Encoding random data in the code section

samhocevar

samhocevar

BBS

PICO-8 Workshop

Just a few things I thought I’d share. Sorry if it’s gibberish and/or uninteresting to most people.

Many carts store extra data in the code section, most of the time inside strings. Some people will store structured data such as JSON or JSON-like data and let the PICO-8 compression mechanism deal with it, but you must have seen people who rolled their own compression mechanism and use custom formats such as modified base64 that takes advantage of the 59 “good” characters (i.e. the ones that needed only one byte of storage in the .p8.png format instead of two).

-- custom base64 data
local data = "e*!jfg57yfl+[7dmrin_bt#0/g6!1y68(.xh.ata_kn3j7!un_s+jn5..a)s8xi/ou0/{ff)ec}["

Such base64 data encodes 6 bits of information per character, and requires an average of 8.625 bits per character on the old format cartridge (pre-0.2.0). It means that this “alphabet” gave us about 5.565 bits of information per byte on the cartridge (8 * 6 / 8.625).

The new compression format is now charset-agnostic; there is no reason to use custom encodings and favour those 59 characters.
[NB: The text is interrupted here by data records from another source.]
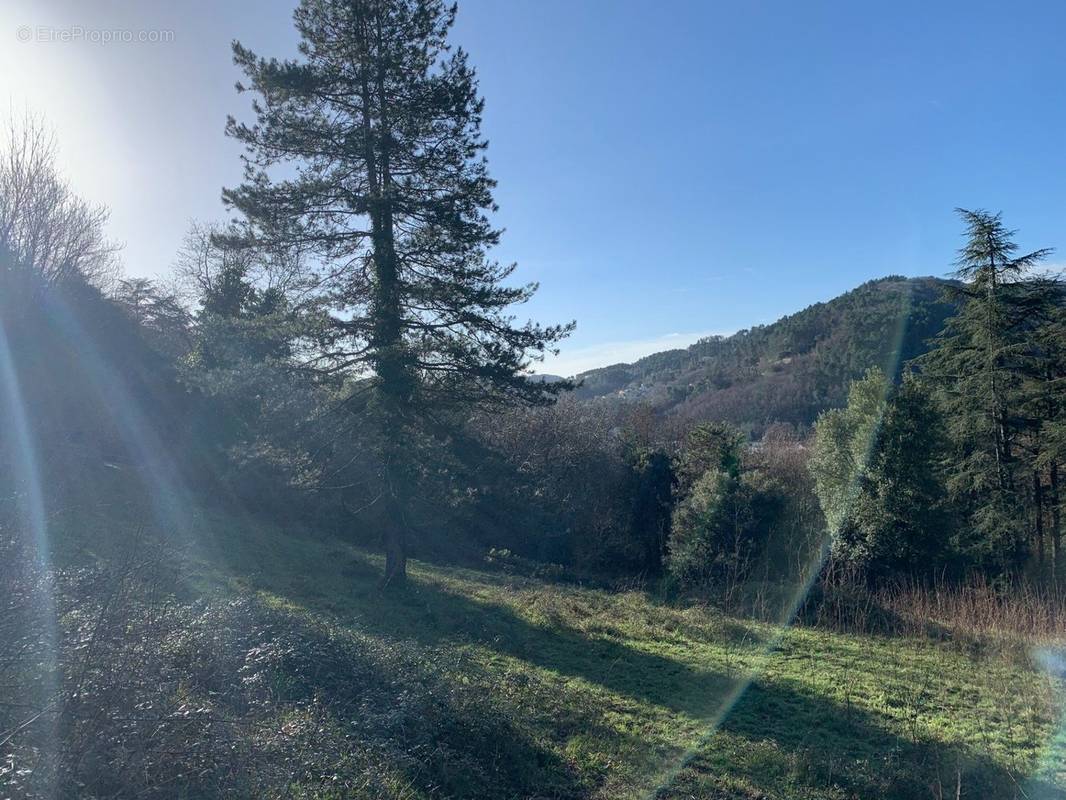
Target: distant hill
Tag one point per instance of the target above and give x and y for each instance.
(790, 370)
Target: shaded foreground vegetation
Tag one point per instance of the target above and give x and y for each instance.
(257, 661)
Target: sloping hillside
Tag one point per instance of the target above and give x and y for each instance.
(791, 370)
(272, 668)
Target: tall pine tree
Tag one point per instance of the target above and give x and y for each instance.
(979, 366)
(383, 184)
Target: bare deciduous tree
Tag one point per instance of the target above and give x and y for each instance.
(44, 225)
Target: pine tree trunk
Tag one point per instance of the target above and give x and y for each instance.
(396, 555)
(1055, 518)
(1038, 511)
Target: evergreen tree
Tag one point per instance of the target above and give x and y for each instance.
(844, 440)
(876, 470)
(387, 191)
(978, 367)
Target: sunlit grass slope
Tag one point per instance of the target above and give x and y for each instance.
(564, 691)
(482, 684)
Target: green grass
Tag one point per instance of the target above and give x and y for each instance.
(530, 689)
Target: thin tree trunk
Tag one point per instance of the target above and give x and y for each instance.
(1055, 518)
(396, 554)
(1038, 510)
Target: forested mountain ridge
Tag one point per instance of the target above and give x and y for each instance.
(790, 370)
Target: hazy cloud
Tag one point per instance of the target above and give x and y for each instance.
(572, 361)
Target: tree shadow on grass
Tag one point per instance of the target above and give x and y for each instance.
(808, 741)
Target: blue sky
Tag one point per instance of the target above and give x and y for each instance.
(666, 170)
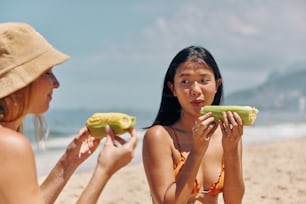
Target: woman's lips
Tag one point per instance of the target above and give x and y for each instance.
(199, 103)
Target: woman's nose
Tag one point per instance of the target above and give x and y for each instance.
(195, 89)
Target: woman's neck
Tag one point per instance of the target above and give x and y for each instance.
(185, 123)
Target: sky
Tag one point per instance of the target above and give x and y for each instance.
(120, 50)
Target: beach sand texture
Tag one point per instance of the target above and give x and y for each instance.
(273, 173)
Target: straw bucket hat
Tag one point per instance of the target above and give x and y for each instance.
(24, 56)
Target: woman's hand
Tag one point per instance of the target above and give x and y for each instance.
(116, 152)
(82, 146)
(232, 131)
(202, 130)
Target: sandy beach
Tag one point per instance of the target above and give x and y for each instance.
(273, 172)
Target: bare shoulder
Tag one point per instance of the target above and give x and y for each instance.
(18, 177)
(13, 142)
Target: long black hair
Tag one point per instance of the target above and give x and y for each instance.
(169, 111)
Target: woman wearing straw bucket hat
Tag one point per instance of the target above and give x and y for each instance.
(26, 86)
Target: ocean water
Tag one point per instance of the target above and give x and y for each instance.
(64, 124)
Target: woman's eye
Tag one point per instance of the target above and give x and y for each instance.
(204, 81)
(185, 81)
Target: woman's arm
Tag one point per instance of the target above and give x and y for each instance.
(232, 131)
(110, 160)
(82, 146)
(158, 164)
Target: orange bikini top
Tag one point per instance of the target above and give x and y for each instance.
(215, 188)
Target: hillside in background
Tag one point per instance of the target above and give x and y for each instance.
(285, 91)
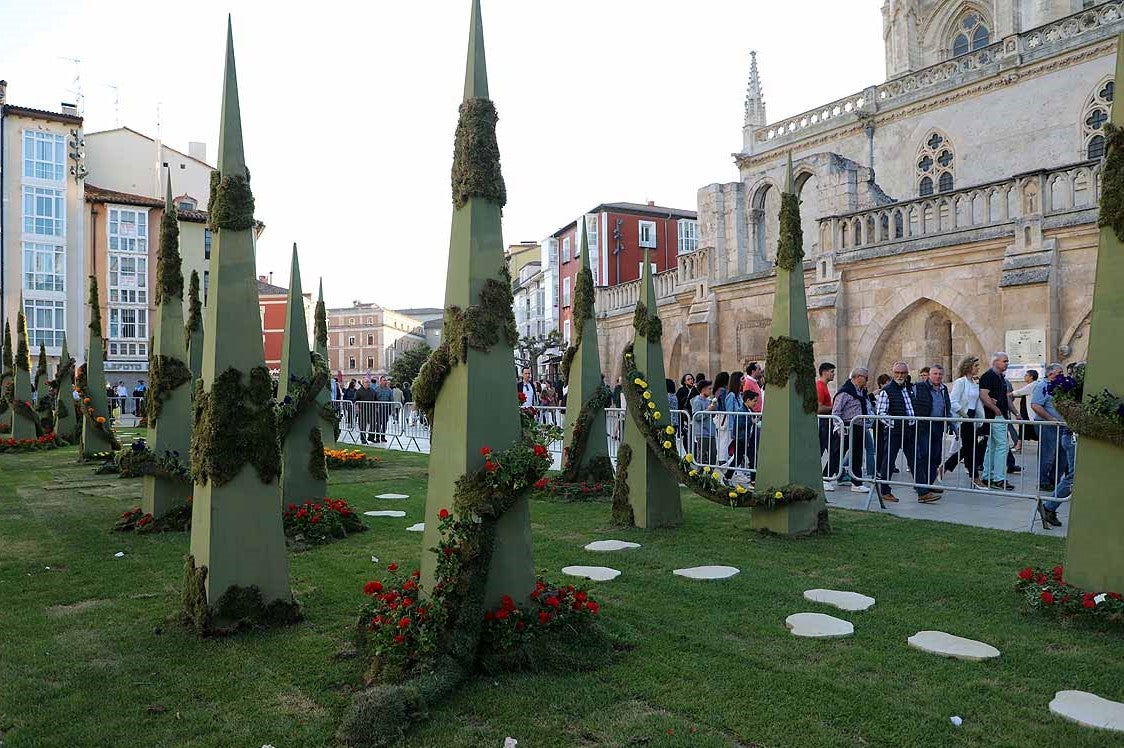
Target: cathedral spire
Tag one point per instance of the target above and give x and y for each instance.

We can therefore use standard base64 as far as only storage is concerned (when thinking about decoder complexity, using a contiguous alphabet would be smart):

-- base64
local data = "RpUpAUT80Jf6CQakfKLHz+1BSpUxFUYa/JDtdeAo4cyC1tHDx6gpazu0kdJqFdX+e4rMvfA+Ua0L"

This data still encodes 6 bits of information per character, but now requires an average of 8 bits per character on the new format cartridge, giving us exactly 6 bits of information per byte on the cartridge (better than the old compression method).

So I wondered: what about other alphabets? (of more or less than 64 characters)

Here are the theoretical results, assuming perfectly random data and ignoring the fact that the compression algorithm may emit back references:

Here are my conclusions:

the new compression algorithm always outperforms the old one for random data
starting from about 40, alphabet size no longer really matters (there are “peaks” around 48 and 112 but probably not worth exploiting)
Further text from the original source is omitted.